The CCG further criticized Ashoka University for its silence, despite widespread support for the professor from students and faculty, who protested his arrest and attended sit-ins at detention sites. A student statement called him “a compassionate and thoughtful teacher who taught his students respect for the values of secular democracy.”
Though the Supreme Court eventually granted Professor Mahmudabad interim bail, the CCG expressed concern over the court’s tone and conditions. The court ordered the surrender of his passport, prohibited him from making further public statements about India-Pakistan hostilities, and appointed a Special Investigation Team to “understand the complexity of the phraseology” in his posts.
“It is beyond our comprehension how three police officers could be equipped to extract hidden meanings from a post written in elegant and straightforward English,” the statement noted.
The court also rebuked students and academics for showing solidarity, warning ominously that it “knows how to handle them also”—a comment the CCG viewed as a threat to democratic expression.
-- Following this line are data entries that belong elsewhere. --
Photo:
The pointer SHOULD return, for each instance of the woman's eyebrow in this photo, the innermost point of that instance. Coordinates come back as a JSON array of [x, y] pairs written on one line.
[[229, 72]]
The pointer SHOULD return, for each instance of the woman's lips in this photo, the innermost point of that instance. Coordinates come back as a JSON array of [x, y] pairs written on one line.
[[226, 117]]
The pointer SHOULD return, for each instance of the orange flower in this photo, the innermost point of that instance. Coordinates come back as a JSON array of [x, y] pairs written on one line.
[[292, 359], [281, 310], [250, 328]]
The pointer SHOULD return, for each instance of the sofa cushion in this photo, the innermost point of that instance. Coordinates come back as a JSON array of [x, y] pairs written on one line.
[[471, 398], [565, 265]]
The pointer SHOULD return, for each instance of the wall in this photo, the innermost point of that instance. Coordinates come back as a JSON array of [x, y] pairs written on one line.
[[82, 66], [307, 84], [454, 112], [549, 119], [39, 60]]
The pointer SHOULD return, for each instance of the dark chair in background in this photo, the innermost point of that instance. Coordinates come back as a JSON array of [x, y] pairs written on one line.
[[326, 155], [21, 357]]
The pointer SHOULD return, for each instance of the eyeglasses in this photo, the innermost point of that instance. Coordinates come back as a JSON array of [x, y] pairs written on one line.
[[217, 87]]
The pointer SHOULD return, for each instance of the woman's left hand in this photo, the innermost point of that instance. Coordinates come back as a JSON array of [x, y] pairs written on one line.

Quoting from past Supreme Court judgments, including the Imran Pratapgarhi vs. State of Gujarat case, the group reminded the judiciary that even disliked speech must be “respected and protected” in a democracy. Justice Oka, in that judgment, had emphasized that “the views or thoughts expressed by an individual or group must be countered by expressing another point of view,” not suppressed.
In closing, the CCG echoed the words of journalist Saurav Das, warning that the current trajectory risks creating “a nation of intellectually dead citizens, where critical inquiry is replaced by rote repetition.”
“This is how a society dies,” Das had written. “Where the proliferation of free thought is choked, through a slow, judicially sanctioned suffocation of intellectual life.”
The CCG’s powerful rebuke ends with a solemn affirmation of democratic values: Satyameva Jayate.